Roberts continues in the same vein, building on the undercurrent of sly satire winding through these two lengthy character studies, but the strong realist grounding of the first half gives way to a stream of metamorphoses in the second; now a war story, now a twisted love story, now farce.

All this tonal fluctuation weakens the sense of narrative and lessens the sense of consequence felt from the characters actions. Bates in particular seems a different man every time we meet him, as Roberts refuses both hero and reader the time between dramatic, life-changing events they require in order to reflect upon and internalise the lessons learned. As such Bates’ character arc seems jagged and broken, developing arbitrarily from tightly-wound moraliser to coprophiliac adulterer to war hero (of a sort) with little more than token gestures towards introspection.

Instead, as Roberts’ careful character-building falls by the wayside, we hurry through something of a grand tour of nineteenth century fiction. Brobdignagian giants striding up the Thames evoke the alien tripods of H. G. Wells’ War of the Worlds (or the artwork of Jeff Wayne’s musical version, at least to me); Eleanor’s conflicting attitudes towards her husband remind the reader of Middlemarch’s naïve Dorothea, while her mother’s venal attitudes towards the same evoke Pride and Prejudice’s Mrs Bennet; even Jules Verne’s moon-shooting cannon makes an appearance.

Yet this isn’t just a series of throwaway references, but thoughtful intertextuality which brings an additional dimension to the work. Mrs Davis, for example, might seem superficially similar to Mrs Bennet, an object of gentle (or not so gentle) mockery, but just as in Pride and Prejudice that surface layer is deceptive; both women understand the harsh realities of the world far better than their families. As a widow raising her daughter alone on the fringes of nineteenth-century London society, the lengths Mrs Davis is forced to in order to provide for both her daughter and herself are a logical extension of Mrs Bennet’s compulsive desire to ensure her daughters’ financial stability; a powerful condemnation of the way rigid societal structures force individuals to debase themselves. Yet while Swift condemns with satire, and Austen with irony, Roberts plays it more or less straight.

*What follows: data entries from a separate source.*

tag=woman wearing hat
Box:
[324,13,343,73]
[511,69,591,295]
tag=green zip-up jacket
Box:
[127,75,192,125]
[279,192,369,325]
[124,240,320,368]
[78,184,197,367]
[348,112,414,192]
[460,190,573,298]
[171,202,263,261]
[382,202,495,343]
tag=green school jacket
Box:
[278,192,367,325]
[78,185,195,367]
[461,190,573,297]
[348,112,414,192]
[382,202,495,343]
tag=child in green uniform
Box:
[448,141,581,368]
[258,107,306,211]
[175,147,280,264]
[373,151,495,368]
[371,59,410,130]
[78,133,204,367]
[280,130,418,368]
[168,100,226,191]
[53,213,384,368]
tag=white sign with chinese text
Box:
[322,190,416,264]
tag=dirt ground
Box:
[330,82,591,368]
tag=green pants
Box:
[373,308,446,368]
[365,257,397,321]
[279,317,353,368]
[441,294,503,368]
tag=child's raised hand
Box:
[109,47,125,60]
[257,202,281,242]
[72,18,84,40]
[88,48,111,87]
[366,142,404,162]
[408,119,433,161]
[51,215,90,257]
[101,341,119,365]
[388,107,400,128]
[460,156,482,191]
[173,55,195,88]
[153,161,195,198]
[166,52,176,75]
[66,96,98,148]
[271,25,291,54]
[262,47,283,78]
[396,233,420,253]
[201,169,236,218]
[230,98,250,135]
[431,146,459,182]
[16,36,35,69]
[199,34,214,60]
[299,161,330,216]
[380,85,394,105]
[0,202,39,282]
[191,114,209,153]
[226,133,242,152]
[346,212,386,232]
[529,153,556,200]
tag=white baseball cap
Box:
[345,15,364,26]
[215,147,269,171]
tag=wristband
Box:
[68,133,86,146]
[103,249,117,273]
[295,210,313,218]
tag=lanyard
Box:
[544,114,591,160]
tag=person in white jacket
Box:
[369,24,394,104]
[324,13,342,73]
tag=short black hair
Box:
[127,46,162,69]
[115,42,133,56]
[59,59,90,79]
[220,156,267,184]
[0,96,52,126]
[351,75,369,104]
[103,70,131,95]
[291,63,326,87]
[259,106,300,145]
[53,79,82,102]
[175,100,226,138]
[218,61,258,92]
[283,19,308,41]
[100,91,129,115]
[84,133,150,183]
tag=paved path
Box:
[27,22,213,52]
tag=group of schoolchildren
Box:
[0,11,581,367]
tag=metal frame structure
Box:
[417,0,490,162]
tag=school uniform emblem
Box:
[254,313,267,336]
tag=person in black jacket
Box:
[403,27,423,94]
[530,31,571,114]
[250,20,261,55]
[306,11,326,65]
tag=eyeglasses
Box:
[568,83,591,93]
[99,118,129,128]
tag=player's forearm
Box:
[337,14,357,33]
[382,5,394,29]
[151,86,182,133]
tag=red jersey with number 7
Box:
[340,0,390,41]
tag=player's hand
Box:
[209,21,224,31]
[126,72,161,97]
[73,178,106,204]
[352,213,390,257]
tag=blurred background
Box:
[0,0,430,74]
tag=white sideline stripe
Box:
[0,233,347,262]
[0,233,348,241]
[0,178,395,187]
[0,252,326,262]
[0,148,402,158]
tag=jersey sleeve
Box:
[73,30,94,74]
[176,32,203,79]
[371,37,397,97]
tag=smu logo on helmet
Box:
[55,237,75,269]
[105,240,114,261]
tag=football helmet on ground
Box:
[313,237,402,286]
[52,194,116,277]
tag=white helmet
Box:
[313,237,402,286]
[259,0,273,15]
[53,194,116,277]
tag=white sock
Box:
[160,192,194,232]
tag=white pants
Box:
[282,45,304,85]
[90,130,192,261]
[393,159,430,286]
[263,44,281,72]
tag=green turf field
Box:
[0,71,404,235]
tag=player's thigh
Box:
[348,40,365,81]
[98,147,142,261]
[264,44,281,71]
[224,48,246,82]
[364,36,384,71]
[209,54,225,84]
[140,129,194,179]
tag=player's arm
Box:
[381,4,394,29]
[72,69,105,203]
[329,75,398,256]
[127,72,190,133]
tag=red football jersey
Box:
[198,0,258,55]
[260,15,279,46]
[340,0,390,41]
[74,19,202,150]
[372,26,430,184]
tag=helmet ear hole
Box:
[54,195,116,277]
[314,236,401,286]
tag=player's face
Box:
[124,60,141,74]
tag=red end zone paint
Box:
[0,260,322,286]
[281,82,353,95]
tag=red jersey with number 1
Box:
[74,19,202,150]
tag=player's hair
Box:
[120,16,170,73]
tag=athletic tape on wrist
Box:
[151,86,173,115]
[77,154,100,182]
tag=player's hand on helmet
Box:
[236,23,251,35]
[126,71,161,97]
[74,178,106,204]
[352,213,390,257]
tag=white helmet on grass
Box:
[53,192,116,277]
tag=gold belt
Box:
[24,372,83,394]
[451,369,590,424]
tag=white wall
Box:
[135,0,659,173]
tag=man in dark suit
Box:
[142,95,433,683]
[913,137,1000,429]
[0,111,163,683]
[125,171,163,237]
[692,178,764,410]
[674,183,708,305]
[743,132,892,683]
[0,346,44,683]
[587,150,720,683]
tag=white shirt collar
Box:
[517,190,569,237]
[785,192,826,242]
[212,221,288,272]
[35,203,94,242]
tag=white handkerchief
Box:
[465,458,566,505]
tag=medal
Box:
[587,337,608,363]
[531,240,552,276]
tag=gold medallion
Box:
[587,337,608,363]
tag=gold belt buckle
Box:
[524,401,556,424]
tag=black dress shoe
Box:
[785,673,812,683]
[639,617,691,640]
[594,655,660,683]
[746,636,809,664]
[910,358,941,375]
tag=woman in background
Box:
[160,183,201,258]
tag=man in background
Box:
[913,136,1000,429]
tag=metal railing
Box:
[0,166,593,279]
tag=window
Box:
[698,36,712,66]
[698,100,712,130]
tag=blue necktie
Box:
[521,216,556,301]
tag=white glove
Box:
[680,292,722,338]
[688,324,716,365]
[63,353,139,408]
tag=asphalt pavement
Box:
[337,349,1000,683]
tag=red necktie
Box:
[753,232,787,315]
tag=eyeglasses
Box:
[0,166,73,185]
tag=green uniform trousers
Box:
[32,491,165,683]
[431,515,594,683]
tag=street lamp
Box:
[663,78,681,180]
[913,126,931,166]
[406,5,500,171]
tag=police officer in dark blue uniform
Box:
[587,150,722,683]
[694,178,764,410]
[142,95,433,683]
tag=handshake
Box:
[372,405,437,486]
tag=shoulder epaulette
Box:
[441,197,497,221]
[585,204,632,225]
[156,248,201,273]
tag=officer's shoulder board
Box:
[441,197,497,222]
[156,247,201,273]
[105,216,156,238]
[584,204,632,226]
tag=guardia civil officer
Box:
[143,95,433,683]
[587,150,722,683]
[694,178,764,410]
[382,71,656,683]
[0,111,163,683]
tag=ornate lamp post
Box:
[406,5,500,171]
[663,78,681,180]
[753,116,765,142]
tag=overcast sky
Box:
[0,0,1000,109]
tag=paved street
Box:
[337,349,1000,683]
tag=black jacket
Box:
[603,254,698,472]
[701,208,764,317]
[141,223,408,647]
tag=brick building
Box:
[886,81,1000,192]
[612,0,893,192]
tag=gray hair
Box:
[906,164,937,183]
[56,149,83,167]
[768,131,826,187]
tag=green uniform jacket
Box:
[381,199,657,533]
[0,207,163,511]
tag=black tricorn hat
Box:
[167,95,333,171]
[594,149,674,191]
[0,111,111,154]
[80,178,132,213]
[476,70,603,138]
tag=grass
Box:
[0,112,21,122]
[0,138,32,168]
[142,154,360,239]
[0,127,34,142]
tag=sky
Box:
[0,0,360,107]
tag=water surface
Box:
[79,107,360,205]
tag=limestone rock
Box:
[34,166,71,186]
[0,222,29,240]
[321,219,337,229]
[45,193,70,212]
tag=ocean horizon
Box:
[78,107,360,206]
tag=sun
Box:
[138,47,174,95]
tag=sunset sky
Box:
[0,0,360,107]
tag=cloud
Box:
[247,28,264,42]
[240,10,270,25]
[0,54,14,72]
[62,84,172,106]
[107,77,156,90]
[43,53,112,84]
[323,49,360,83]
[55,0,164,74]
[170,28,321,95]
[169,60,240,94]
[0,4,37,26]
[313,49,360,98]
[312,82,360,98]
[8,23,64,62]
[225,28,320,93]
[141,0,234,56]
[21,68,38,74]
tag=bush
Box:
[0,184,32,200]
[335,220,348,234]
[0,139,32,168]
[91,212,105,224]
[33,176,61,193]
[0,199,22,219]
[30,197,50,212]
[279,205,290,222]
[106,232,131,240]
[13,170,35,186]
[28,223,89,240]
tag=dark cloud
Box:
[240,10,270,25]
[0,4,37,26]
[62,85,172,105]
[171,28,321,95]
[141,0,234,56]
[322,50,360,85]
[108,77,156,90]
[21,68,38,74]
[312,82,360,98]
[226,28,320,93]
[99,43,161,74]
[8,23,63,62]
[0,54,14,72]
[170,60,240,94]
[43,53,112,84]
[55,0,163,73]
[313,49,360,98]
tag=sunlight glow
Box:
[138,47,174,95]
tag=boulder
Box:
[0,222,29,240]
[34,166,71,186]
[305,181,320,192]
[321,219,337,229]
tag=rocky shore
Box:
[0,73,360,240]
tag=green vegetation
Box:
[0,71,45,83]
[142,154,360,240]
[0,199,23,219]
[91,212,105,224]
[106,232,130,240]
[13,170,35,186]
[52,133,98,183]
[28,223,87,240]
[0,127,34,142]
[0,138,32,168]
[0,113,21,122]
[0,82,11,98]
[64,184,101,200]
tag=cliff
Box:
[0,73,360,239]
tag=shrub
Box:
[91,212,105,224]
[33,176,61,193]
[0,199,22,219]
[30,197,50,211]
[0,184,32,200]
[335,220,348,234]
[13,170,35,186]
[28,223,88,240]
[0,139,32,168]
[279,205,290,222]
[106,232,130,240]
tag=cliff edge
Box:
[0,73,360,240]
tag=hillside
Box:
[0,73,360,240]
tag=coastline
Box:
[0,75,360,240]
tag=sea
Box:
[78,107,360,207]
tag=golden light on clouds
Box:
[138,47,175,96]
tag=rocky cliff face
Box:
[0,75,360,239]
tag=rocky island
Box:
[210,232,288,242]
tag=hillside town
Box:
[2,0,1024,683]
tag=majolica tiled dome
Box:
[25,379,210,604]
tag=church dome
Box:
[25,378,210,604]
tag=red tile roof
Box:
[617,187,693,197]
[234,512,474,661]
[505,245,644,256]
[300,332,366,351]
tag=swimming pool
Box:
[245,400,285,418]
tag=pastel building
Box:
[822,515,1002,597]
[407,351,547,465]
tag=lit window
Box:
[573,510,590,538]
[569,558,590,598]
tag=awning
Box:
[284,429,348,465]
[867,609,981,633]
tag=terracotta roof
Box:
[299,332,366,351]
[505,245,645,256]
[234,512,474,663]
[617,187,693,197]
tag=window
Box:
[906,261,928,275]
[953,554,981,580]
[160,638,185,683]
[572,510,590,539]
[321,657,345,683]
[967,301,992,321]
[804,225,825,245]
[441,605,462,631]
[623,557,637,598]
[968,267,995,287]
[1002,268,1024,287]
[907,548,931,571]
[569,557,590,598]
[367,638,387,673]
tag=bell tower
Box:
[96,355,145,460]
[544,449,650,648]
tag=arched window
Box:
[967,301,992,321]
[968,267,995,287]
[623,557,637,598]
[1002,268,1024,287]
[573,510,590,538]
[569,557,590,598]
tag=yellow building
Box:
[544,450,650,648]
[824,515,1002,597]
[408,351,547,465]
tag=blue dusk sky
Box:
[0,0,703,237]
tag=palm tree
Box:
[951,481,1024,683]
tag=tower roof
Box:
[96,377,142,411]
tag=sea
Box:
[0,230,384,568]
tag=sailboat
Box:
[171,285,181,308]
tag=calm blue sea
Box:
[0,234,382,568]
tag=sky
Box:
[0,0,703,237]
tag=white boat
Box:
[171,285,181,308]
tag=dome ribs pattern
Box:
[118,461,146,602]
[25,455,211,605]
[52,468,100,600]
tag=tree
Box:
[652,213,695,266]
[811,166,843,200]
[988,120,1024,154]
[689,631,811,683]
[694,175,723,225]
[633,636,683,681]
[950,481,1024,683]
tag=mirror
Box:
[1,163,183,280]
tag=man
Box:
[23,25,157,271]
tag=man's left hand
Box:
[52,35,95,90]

The result, unfortunately, is that Swiftly isn’t really very funny. Gulliver’s Travels wore its learning lightly, and however biting its satire it never ceased to raise a smile. Swiftly, by comparison, is heavy going and frequently drenched in gloom. Bates self-loathing permeates those chapters he dominates, while Eleanor’s detachment casts a chill over hers. Roberts’ Lilliputians and Blefuscans are inscrutable, cruel and alien; his giant Brobdingnagians are similarly alien, viewing the workings of mankind with a ponderous, philosophical melancholy. Only the cocaine-addled Dean of York, who accompanies Bates and Eleanor thorough an England increasingly resembling something from the book of Revelations, provides a streak of broad humour (at the expense of the church).

Despite the meandering second act, things pick up again towards the end of the novel, particularly in a stunning sequence where Eleanor watches a battle between French and British troops as if from the viewpoint of God. There’s also much to admire in Roberts’ world-building, as he extrapolates a fully-functional reality from the tools of satire. He extends the implications of Swift’s creations with precise, sometimes terrifying logic, and the philosophical arguments regarding man’s place in the grander scheme of things are thought-provoking. The novel simply seems to lack any real pleasure in the reading.

Perhaps I’m looking at this the wrong way, analysing Roberts’ work in terms of its illustrious predecessor, but a book calling itself Swiftly creates certain expectations of social comment and knife-edged wit. The former is present, but the latter? Perhaps it’s just too tiny to detect.


All page references are taken from an uncorrected manuscript proof.